„Weil Sprache der Schlüssel zur Welt ist“

Die kleine Hannah beißt nachdenklich in ihren Apfelschnitz. „Der wächst am Baum“, erklärt sie dem gleichaltrigen Aslan, der neben ihr sitzt. Er nickt und erzählt angeregt über den Besuch im Obstladen, als der Bauer erklärt hat, wie Äpfel wachsen. Die Kinder unterhalten sich angeregt; beim Essen plaudert es sich so gut. Rebekka Bisping und ihre Kolleginnen hören den beiden aufmerksam zu. sie unterstützen, wenn das passende Wort fehlt, oder wenn ein Satz auf dem Weg bis zur Zungenspitze ein bisschen ins Holpern gerät und sie geben ein Feedback, indem sie die Sätze der Kinder korrekt wiederholen.

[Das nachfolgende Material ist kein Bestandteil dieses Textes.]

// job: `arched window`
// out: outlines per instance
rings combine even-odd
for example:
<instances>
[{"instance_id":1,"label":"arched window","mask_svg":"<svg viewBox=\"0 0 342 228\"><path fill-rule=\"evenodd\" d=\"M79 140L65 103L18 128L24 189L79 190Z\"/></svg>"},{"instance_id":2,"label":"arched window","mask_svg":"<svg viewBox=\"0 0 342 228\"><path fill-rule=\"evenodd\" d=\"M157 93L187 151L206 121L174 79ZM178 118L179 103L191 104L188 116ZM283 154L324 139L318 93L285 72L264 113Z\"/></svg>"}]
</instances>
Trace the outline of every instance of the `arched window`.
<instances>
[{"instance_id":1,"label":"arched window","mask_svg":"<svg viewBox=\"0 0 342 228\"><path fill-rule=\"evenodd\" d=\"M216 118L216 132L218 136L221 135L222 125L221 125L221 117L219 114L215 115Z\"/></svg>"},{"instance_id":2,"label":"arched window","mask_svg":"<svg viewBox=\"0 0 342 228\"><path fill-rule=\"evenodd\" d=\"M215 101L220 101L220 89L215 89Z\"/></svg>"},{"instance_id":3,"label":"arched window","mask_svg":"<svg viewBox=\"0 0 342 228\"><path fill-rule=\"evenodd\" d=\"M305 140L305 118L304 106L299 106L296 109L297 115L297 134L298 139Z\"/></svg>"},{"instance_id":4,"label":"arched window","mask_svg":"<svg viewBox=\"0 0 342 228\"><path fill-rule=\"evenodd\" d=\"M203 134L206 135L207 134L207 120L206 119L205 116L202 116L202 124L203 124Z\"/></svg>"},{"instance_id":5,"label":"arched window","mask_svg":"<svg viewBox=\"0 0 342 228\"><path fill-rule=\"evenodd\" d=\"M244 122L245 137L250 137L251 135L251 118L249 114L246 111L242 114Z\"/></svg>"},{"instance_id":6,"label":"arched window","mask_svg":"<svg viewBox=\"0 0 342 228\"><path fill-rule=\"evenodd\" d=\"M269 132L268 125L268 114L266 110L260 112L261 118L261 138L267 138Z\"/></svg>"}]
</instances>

In der KiTa Kuhweid im Westen Weinheims wird auf die richtige Sprache besonders geachtet. Die städtische Einrichtung in der Konrad-Adenauer-Straße wird vom Bundesprogramm „Sprach-Kitas“ gefördert, das jetzt gerade wieder verlängert worden ist. Bundestagsabgeordnete Franziska Brantner (Grüne) erkundigte sich deshalb in diesen Tagen, wie das Bundesprogramm in Weinheim umgesetzt wird – und sie war schnell überzeugt, in Berlin die richtige Entscheidung getroffen zu haben. Carmen Harmand, Leiterin des Amtes für Bildung und Sport, Sarah Kinkel, die im Fachamt für die Qualitätsstandards der KiTas zuständig ist, und Antje Kerschbaum, Leiterin der „Kuhweid“, begrüßten die Politikerin vor Ort, führten sie durch die Einrichtung – es ist die größte der Stadt – und besuchten eine Gruppe, die gerade einen Imbiss einnahm und dabei angeregt über die Lebensmittel auf dem Tisch plauderte.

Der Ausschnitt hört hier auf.